David Strauss’s picture

@dww

(A) Yes. Headers are managed (and must be managed) in an array in this patch, and it was easier to provide a backwards-compatible D6 API and fundamentally change internal header handling to use arrays.

(B) Agreed. I was just staying true to D7's implementation.

(C) I'll look into this.

(D) and (I) This patch was pulled directly from the Pressflow repository, specifically the reverse-proxy-support branch. That's why the comments make references to Pressflow, and that's why the "expires" header is my birthday. I have to re-brand Pressflow for trademark reasons, though I try to keep those changes in a separate rebranding branch when possible. These changes aren't intended for Drupal or Drupal.org use, and I can ensure they're safely relegated to the rebranding branch before merging this patch into the Drupal.org core branch I also maintain.

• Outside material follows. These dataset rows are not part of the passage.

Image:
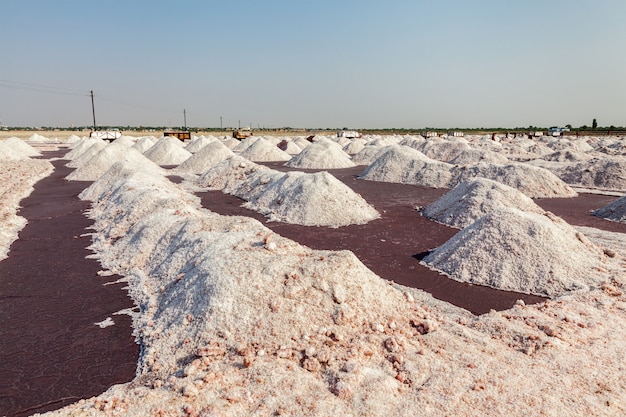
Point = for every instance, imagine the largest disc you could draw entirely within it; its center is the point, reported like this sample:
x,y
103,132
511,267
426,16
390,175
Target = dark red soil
x,y
51,352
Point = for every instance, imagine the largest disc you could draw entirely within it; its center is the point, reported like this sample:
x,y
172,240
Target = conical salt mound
x,y
99,163
263,150
533,181
615,211
475,198
320,156
312,200
207,157
167,151
401,164
519,251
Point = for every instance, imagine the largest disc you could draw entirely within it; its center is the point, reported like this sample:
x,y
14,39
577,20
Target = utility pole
x,y
93,111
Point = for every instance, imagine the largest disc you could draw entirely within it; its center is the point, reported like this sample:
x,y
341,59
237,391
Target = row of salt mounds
x,y
321,155
167,151
606,173
614,211
92,168
15,149
308,199
519,251
198,143
317,199
212,279
207,157
401,164
475,198
533,181
263,150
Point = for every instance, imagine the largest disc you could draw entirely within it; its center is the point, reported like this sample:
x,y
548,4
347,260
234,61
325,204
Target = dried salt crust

(E) and (F) I don't think cosmetic and API indexing issues should be a concern for this proposal, which is primarily patching Drupal.org. These ought to be raised directly against D7.

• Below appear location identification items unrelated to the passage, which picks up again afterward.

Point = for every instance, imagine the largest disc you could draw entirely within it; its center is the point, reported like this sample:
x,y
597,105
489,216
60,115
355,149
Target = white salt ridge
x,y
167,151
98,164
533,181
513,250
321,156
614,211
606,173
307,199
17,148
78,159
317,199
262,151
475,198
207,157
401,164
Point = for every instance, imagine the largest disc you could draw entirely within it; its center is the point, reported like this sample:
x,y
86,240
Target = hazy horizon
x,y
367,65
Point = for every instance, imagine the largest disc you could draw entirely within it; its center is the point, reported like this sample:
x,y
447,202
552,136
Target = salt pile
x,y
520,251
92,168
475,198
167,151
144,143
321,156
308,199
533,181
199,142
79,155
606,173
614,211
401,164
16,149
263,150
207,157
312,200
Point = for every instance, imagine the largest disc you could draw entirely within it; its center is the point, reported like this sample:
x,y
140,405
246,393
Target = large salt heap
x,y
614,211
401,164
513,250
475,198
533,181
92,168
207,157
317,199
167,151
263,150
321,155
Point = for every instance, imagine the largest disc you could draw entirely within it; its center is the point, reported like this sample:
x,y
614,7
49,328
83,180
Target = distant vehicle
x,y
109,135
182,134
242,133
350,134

(G) The installer in D6 sets messages without fully bootstrapping. If there's a more elegant solution, I'm interested.

(H) DamZ has taken the lead in improving the DX for this. Most of the current DX-friendly proposals seem a little hack-ish to me.

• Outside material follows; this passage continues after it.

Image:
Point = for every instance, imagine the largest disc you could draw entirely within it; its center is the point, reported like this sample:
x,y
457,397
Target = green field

(J) If we come up with a more transparent solution, I'd be all for it.

(K) This is merely a leftover from the initial D5 backport I did of this. Agreed that it should be removed.

dww’s picture

Re: (A) I'm not doubting the change. Managing headers internally as an array makes a lot of sense. I'm just wondering where's the corresponding patch for d.o's copy of memcache, which we're also going to need before we can deploy this.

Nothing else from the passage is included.